The analogy has a more serious flaw; it selects one policy from the complex set of historical circumstances and the panoply of policies implemented and attempts to use it for prediction. In 1996 the United states eliminated the US Tea Tasting Board; what were the economic consequences of eliminating executive branch functions?

Nations do not have the power to say, "I will gladly pay you Tuesday for a hamburger today...." - If the crops fail and the population is starving, it is sane and rational to borrow money to purchase food. If the country is attacked, it is sane and rational to borrow money to pay soldiers, buy boots and bullets and butter to defend the nation.

The primary advantage of having no debt is that it enables you to borrow money more cheaply. High debt can be constraining - it raises the cost of borrowing money. Zero debt is just as unwise as crippling debt. Debt is a tool that the nation must manage. Demanding zero debt is a simple, ideological policy.

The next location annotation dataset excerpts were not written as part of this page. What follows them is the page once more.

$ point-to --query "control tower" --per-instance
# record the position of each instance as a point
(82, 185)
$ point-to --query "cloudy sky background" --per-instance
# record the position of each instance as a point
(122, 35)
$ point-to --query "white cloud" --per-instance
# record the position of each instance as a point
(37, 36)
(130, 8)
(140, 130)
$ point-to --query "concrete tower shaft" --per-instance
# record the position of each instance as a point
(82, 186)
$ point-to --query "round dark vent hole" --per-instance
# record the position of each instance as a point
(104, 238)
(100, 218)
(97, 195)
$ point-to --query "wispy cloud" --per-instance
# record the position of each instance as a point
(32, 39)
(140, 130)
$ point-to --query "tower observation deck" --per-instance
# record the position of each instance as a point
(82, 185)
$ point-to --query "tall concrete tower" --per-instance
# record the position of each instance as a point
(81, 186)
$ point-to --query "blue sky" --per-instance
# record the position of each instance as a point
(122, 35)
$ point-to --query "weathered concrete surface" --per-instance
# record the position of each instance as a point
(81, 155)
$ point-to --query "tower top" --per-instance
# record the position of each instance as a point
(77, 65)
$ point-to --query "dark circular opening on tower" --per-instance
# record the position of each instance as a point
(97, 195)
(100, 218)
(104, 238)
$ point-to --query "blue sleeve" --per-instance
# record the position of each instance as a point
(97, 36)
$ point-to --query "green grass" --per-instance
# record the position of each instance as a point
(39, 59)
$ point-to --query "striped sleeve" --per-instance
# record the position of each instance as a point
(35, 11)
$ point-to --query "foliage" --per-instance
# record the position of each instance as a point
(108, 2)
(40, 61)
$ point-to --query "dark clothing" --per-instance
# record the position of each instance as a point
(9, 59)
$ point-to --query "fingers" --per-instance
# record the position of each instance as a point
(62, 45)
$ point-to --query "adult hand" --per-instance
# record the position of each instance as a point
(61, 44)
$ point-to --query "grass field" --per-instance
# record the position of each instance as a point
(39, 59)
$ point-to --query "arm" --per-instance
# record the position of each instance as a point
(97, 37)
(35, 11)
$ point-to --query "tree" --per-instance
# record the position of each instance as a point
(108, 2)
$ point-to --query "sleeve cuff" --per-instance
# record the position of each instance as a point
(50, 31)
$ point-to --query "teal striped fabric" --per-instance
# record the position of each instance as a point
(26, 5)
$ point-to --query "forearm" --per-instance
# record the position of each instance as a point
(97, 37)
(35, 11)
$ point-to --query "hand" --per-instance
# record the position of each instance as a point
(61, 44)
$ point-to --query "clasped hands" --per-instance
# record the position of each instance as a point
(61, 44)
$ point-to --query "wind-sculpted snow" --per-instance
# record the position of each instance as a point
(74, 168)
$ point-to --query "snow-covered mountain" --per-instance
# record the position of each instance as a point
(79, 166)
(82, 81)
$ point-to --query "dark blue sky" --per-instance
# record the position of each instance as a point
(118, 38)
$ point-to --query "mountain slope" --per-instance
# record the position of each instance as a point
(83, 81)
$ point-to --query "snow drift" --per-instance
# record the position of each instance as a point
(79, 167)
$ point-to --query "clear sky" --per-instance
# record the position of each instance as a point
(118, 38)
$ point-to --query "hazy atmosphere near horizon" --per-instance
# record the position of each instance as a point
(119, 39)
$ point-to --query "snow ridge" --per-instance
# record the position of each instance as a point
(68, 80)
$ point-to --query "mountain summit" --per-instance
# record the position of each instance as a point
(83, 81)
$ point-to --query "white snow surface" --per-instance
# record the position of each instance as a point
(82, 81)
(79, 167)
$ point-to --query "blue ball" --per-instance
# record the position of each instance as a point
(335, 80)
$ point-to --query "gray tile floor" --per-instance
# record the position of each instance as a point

I suspect that there is a national law "The simplest policy is not always the best; it is more likely to be the worst than the best."

Upvote:9

Per your other question on the topic, the US was hardly shackled by public debt at the time. It was a few percent of the GDP, i.e. on the order of a rounding error compared to other major drivers of economic activity at the time.

There was prosperity in 1834-1836 followed by a financial crisis in 1837, which economists attribute to external factors beyond US control much more than to Jackson's Bank War.

As to whether having zero debt is good or bad, there's precious little no public debt experience to draw on, be it in the US or elsewhere in modern times, so you can't really compare how not having debt fares against having some.